Partnerschaft mit Gazprom bleibt weiterhin bestehen



E.ON Ruhrgas, seit 2003 ein Tochterunternehmen des deutschen Energiekonzerns E.ON, setzt auch weiterhin auf die Partnerschaft zu dem russischen Gasmonopolisten Gazprom. Die Partnerschaft bestehe bereits seit den 70er Jahren. Um die Jahrtausendwende beteiligte sich E.ON Ruhrgas dann mit einem Anteilskauf an Gazprom. Nach Unternehmensangaben sollte dadurch die Partnerschaft vertieft und weiter ausgebaut werden.

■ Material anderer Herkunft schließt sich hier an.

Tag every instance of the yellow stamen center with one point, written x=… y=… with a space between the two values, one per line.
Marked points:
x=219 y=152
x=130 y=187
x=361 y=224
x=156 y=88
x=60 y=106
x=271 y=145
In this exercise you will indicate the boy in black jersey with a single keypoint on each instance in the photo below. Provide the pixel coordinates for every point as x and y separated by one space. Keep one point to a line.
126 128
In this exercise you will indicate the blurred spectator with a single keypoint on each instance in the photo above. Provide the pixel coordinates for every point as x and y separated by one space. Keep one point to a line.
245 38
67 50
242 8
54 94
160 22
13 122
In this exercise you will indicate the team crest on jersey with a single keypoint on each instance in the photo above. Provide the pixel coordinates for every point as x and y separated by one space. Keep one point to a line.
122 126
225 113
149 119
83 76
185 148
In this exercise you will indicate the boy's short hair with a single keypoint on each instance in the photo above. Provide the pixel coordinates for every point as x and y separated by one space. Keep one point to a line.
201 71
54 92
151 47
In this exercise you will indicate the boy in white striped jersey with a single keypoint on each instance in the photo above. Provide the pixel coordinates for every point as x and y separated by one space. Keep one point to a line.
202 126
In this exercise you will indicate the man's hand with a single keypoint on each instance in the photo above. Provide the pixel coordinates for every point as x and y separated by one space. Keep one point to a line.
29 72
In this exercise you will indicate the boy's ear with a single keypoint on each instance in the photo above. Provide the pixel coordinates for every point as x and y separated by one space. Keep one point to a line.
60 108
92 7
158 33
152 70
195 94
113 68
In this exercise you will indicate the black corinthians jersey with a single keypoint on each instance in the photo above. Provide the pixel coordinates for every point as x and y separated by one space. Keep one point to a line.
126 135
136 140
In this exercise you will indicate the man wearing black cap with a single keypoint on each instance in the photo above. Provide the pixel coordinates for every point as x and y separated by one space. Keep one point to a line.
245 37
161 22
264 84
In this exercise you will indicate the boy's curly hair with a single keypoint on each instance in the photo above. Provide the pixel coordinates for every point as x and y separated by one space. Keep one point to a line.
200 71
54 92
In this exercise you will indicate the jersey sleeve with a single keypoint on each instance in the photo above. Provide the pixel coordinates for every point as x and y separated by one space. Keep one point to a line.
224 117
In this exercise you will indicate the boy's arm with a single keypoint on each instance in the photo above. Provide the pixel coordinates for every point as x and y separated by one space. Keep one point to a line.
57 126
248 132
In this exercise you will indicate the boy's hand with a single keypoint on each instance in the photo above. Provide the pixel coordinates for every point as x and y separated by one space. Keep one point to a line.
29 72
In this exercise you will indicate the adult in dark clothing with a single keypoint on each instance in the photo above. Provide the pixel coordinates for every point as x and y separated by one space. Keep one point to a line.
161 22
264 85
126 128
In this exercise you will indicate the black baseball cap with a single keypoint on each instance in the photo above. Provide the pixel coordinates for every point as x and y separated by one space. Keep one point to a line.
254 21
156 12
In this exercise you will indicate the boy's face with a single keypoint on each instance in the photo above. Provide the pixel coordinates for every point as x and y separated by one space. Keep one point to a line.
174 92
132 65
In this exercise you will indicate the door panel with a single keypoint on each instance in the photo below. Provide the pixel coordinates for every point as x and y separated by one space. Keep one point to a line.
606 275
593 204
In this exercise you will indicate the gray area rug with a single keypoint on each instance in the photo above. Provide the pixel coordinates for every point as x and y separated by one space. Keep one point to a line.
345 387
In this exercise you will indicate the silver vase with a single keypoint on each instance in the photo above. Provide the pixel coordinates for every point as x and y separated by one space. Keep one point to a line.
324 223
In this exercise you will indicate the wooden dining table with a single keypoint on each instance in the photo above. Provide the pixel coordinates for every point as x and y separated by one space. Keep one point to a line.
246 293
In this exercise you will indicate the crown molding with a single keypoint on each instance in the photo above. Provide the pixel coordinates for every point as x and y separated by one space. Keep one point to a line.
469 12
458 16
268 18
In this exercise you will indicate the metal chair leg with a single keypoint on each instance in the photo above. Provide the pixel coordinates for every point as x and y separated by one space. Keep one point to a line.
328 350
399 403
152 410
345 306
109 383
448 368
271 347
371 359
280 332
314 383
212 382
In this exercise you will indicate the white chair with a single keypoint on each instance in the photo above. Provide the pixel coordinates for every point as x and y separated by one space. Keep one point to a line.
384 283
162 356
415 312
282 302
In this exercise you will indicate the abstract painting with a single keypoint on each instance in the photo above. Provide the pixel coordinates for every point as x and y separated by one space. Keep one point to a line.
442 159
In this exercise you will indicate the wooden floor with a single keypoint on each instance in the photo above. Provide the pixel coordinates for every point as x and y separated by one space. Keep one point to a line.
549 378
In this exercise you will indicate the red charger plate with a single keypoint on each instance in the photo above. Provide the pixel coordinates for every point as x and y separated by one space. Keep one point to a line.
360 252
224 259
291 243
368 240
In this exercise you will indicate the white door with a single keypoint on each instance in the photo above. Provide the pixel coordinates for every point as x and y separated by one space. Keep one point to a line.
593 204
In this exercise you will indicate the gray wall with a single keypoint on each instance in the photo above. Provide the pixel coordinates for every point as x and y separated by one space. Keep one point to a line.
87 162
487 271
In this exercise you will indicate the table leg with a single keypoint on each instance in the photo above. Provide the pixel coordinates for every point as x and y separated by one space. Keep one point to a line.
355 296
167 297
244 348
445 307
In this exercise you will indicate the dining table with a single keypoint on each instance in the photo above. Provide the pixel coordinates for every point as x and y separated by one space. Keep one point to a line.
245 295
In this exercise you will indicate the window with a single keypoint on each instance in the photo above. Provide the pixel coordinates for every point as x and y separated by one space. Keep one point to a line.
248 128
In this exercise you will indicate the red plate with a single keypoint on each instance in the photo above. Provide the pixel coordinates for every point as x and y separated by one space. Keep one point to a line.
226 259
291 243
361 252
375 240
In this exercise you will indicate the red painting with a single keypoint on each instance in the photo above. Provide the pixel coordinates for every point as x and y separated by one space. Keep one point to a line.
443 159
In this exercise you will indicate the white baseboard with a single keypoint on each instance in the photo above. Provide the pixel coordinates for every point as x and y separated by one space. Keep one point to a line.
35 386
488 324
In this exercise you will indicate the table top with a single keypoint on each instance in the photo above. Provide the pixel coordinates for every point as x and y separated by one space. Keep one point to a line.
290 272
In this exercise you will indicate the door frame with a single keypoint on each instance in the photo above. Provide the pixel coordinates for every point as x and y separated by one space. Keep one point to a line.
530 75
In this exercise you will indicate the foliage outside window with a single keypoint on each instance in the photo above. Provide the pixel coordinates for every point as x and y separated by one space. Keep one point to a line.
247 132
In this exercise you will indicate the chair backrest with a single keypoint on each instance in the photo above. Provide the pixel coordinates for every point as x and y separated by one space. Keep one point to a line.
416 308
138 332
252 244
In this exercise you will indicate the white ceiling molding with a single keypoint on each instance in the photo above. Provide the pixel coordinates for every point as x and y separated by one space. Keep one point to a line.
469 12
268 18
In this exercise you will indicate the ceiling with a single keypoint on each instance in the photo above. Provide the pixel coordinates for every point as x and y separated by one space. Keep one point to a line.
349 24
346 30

Eine enge Verbundenheit bestehe auch weiterhin, da die beiden Unternehmen gemeinsam an einigen Großprojekten mitwirken. Beispielsweise planen die Konzerne die Erschließung eines großen Erdgasfeldes in Westsibirien oder den Bau der North Stream Pipeline in der Ostsee.

Starker Konkurrenzdruck



Starke Konkurrenz erfuhr E.ON Ruhrgas in den letzten Jahren von Wintershall, der Tochter des deutschen Chemiekonzerns BASF. Zwar hatte sich das Unternehmen nie direkt bei dem russischen Gaskonzern eingekauft, jedoch gingen Wintershall und Gazprom mit der Wingas ein Joint Venture ein. Darüber erlaubte Wintershall Gazprom den Vertrieb des russischen Gases in Deutschland. E.ON gibt als Gründe für den vollständigen Verkauf der Gazprom-Anteile einen vollständigen Wandel der Unternehmensstrategie an. Die Zukunft liege in den asiatischen und südamerikanischen Märkten, die als besonders aufstrebend gelten. Die Russland-Strategie solle sich im Grunde zwar nicht ändern, allerdings sollen durch die Gewinne aus dem Verkauf weitere Investitionen getätigt werden.